Solution: Implement the principles of least privilege for AD roles and groups. To do this, you need to check all the necessary authorizations for the data and applications of the roles of employees in the organization. Ensure that employees are given only the minimum level of access they need to perform their tasks.

In addition, the respective powers of individuals and groups should be more clearly separated so that their roles can be better controlled and threats can be reliably prevented in the event of a compromise. Privileged Access Management (PAM) is subject to strict security policies and controls.

AD administrator rights should be better controlled and domain user accounts should be more tightly restricted. To do this, all IT staff must undergo a thorough background check.

Only those IT personnel who absolutely need this access to perform their tasks can be granted administrator rights or superuser access.

Weak passwords for administrator accounts

Brute force attacks on AD services often target passwords. Weak passwords are, of course, the most vulnerable.

Solution: Make sure all accounts are securely protected with strong passwords.

Unpatched vulnerabilities in AD servers

Hackers can quickly exploit unpatched applications, operating systems, and firmware on AD servers and take further action based on that.

Solution: Finding and fixing vulnerabilities is one of the most important tasks of the IT department. Therefore, it is important to provide a fast, efficient, and efficient process for fixing and maintaining the AD system, as well as fixing other possible failures.

Visibility of unauthorized access attempts

Knowing about unauthorized access attempts is essential to more effectively stop or prevent them in the future.

Solution: Use real-time Windows monitoring and alerts.
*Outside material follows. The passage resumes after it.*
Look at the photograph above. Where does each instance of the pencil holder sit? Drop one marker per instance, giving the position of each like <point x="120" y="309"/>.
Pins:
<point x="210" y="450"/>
Windows audit logs detect both legitimate and malicious access attempts, as well as any changes made to AD. Particular attention should be paid to monitoring Windows AD changes. It also helps to comply with PCI, SOX, HIPAA and other requirements.
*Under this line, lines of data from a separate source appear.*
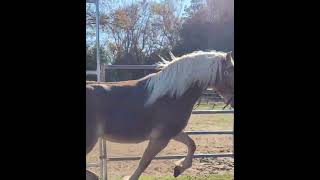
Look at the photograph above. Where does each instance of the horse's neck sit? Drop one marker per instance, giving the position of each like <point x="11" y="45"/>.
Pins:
<point x="191" y="96"/>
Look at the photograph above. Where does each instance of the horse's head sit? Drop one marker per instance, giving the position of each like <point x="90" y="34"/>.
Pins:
<point x="225" y="84"/>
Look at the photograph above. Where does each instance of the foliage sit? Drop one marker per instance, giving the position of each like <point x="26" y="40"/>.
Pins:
<point x="137" y="32"/>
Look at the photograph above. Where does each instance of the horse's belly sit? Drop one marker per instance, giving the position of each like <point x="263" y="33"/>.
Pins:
<point x="127" y="128"/>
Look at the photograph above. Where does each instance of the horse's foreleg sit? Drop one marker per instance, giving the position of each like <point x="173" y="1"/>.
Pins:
<point x="153" y="148"/>
<point x="186" y="162"/>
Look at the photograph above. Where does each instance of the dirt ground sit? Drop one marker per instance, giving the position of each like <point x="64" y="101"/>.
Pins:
<point x="201" y="167"/>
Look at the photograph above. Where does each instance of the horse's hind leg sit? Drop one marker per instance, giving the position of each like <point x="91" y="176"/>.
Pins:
<point x="186" y="162"/>
<point x="153" y="148"/>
Centralization, automation and disaster recovery

Adequate visibility, management, reporting, and monitoring capabilities have a direct impact on AD security and are essential to maintaining system integrity.

Solution: overviews, reports, controls and administration should be centrally stored. Appropriate tools must be used to provide automated workflows for notification and resolution of issues.

Ensure that your configuration and AD directories are regularly backed up. Periodically perform emergency disaster recovery processes to ensure fast recovery in the event of an AD integrity breach.